Swiss Supercomputer undermines US from Top 3 in World Ranking

An upgrade to a Swiss supercomputer has bumped the US Department of Energy's Cray XK7 to number four on the list rating these machines. According to supercomputer ranking published on Monday, Switzerland’s 19.6 petaflop1 Piz Daint supercomputer ranked third in the world after Sunway TaihuLight and Tianhe 2, two Chinese supercomputers.
The only other time the US fell out of the top three was in 1996. If there’s any consolation, U.S.-based systems secured five of the top ten spots on the TOP500 list.
"With the two Chinese supercomputers and one Swiss system occupying the top of the rankings, this is the second time in the 24-year history of the TOP500 list that the United States has failed to secure any of the top three positions,” writes the TOP500 team which published the research. “The only other time this occurred was in November 1996, when three Japanese systems captured the top three spots.”
The Swiss machine is named after a peak in the Grison region of Switzerland and is located the commune of Manno near Lugano. The performance improvement meant it surpassed the 17.6 petaflop capacity of the DoE machine, located at the Oak Ridge National Laboratory in Tennessee.
One petaflop is equal to one thousand trillion operations per second. A "flop" (floating point operation) can be thought of as a step in a calculation.
Supercomputers are often used to carry out incredibly detailed simulations, handle weather forecasts and tackle problems in physics, computational science and geophysics.
While both the Swiss and ORNL systems can handle huge amounts of data, the Chinese machines in the top two slots are much more powerful.
In second place is China's Tianhe-2 (Milky Way-2) machine , which has a throughput of 33.9 petaflops.
But this is dwarfed by the 93 petaflops available to the Sunway TaihuLight machine at the nation's supercomputing centre in Wuxi.
Japan is currently building a supercomputer, the AI Bridging Cloud, whose number-crunching ability will go beyond the Sunway machine. Once completed, the AI Bridging Cloud is expected to have a peak performance of 130 petaflops.

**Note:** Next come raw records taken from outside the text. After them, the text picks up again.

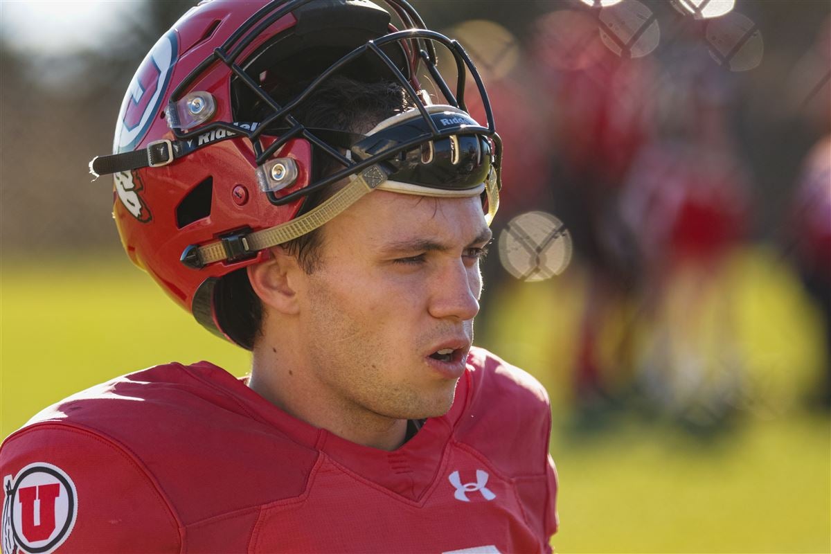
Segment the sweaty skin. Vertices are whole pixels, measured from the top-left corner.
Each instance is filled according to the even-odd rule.
[[[407,419],[453,402],[459,375],[425,356],[472,341],[491,233],[478,198],[386,191],[322,232],[311,275],[279,248],[249,271],[265,316],[250,387],[307,423],[392,450]]]

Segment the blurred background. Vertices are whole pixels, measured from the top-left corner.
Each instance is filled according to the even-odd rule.
[[[413,3],[504,141],[476,343],[550,393],[556,549],[831,552],[831,4]],[[0,0],[2,437],[148,365],[248,370],[87,173],[190,5]]]

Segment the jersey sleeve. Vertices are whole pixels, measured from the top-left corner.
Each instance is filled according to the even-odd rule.
[[[92,430],[24,428],[0,449],[0,476],[5,552],[181,550],[180,525],[152,476]]]

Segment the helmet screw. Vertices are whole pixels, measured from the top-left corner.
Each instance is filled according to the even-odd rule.
[[[244,206],[248,201],[248,189],[241,184],[238,184],[231,191],[231,198],[234,199],[234,203],[238,206]]]
[[[188,101],[188,111],[194,115],[202,111],[204,107],[205,101],[202,99],[202,96],[194,96]]]
[[[286,176],[286,166],[283,164],[274,164],[271,167],[271,178],[275,181],[282,181]]]

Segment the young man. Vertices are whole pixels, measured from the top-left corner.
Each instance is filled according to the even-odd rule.
[[[251,375],[160,365],[37,415],[0,451],[3,552],[550,551],[545,391],[471,346],[487,96],[457,44],[390,20],[214,0],[148,54],[91,169],[133,261]]]

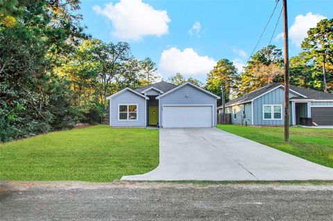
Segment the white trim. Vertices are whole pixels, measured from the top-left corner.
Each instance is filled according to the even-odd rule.
[[[311,102],[309,102],[308,108],[309,108],[308,113],[309,113],[309,117],[311,117]]]
[[[212,107],[212,127],[214,127],[214,105],[162,105],[162,111],[163,107]],[[163,123],[164,123],[164,121],[163,119],[164,115],[163,114],[163,113],[161,114],[162,121]]]
[[[146,96],[145,96],[144,95],[141,94],[140,93],[137,92],[137,91],[135,91],[135,90],[133,90],[133,89],[131,89],[130,88],[128,88],[128,87],[126,87],[126,88],[125,88],[125,89],[123,89],[121,91],[118,91],[118,92],[117,92],[116,94],[112,94],[112,95],[111,95],[111,96],[109,96],[108,98],[106,98],[106,99],[107,99],[107,100],[110,100],[110,99],[111,99],[111,98],[114,98],[114,97],[115,97],[115,96],[117,96],[123,94],[123,92],[125,92],[125,91],[127,91],[127,90],[128,90],[128,91],[130,91],[130,92],[133,92],[133,93],[134,93],[134,94],[137,94],[137,95],[138,95],[138,96],[139,96],[145,98],[146,100],[149,100],[149,98],[148,98],[148,97],[146,97]]]
[[[251,122],[252,125],[254,125],[255,123],[253,122],[254,116],[253,116],[253,101],[251,102]]]
[[[172,106],[196,106],[196,107],[201,107],[201,106],[214,106],[214,105],[162,105],[162,107],[172,107]]]
[[[123,119],[120,119],[119,118],[119,106],[125,106],[125,105],[127,105],[127,119],[126,120],[123,120]],[[135,119],[135,120],[130,120],[128,119],[128,116],[129,116],[129,114],[130,114],[130,111],[129,111],[129,106],[130,105],[136,105],[137,106],[137,118]],[[139,105],[138,104],[118,104],[118,121],[137,121],[139,120]]]
[[[215,107],[217,107],[217,99],[215,100]],[[214,123],[213,124],[215,124],[215,125],[217,125],[217,108],[216,108],[216,112],[215,113],[215,116],[214,115],[214,113],[213,113],[213,117],[215,118],[215,121],[213,119],[213,121],[214,121]],[[224,116],[223,116],[223,118],[224,118]],[[224,120],[223,120],[224,121]]]
[[[311,117],[310,103],[309,101],[307,103],[307,117]]]
[[[271,118],[265,118],[265,112],[264,109],[265,107],[271,107]],[[274,106],[280,106],[281,107],[281,118],[274,118]],[[281,121],[282,119],[282,105],[262,105],[262,119],[264,121]],[[278,112],[276,112],[278,113]]]
[[[212,96],[215,97],[216,99],[221,98],[220,98],[219,96],[218,96],[217,95],[215,95],[215,94],[212,94],[212,93],[210,93],[210,91],[206,91],[206,90],[204,89],[202,89],[201,87],[196,86],[196,85],[194,85],[194,84],[192,84],[192,83],[191,83],[191,82],[185,82],[184,84],[182,84],[182,85],[177,87],[175,87],[175,88],[173,89],[167,91],[166,93],[164,93],[164,94],[161,94],[161,95],[157,96],[157,97],[155,98],[155,99],[157,99],[157,100],[158,100],[158,99],[160,99],[160,98],[166,96],[166,94],[171,94],[171,93],[172,93],[172,92],[173,92],[173,91],[176,91],[176,90],[178,90],[178,89],[182,88],[182,87],[183,87],[184,86],[186,86],[186,85],[191,85],[191,86],[194,87],[194,88],[197,89],[198,89],[198,90],[200,90],[200,91],[203,91],[203,92],[204,92],[204,93],[205,93],[205,94],[207,94],[208,95],[210,95],[210,96]]]
[[[164,92],[163,92],[162,91],[161,91],[161,90],[159,90],[159,89],[157,89],[156,87],[148,87],[148,88],[147,88],[146,89],[145,89],[145,90],[144,90],[144,91],[141,91],[141,94],[145,94],[146,91],[150,91],[150,90],[151,90],[151,89],[154,89],[154,90],[155,90],[155,91],[157,91],[160,92],[160,94],[163,94],[163,93],[164,93]]]
[[[293,125],[296,125],[296,105],[295,105],[296,102],[293,102]]]
[[[109,122],[109,124],[110,124],[110,126],[111,127],[111,99],[110,99],[110,111],[109,111],[109,118],[110,118],[110,122]]]
[[[282,87],[284,88],[284,85],[282,85]],[[290,91],[293,92],[293,94],[296,94],[297,95],[301,96],[302,96],[303,98],[307,98],[307,97],[305,95],[302,95],[302,94],[300,94],[300,93],[298,93],[298,92],[296,92],[296,91],[295,91],[294,90],[291,89],[289,88],[289,93],[290,93]]]

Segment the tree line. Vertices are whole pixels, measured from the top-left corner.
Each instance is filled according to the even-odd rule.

The new TOP500 list comes just days after the U.S. Department of Energy announced that it would make available $258 million in funds to AMD, Intel, NVIDIA, Hewlett-Packard Enterprise, IBM and Cray with the goal of deploying an exascale supercomputer by the year 2021.
“Continued U.S. leadership in high performance computing is essential to our security, prosperity, and economic competitiveness as a nation,” said Department of Energy Secretary Rick Perry last week. “These awards will enable leading U.S. technology firms to marshal their formidable skills, expertise, and resources in the global race for the next stage in supercomputing—exascale-capable systems.”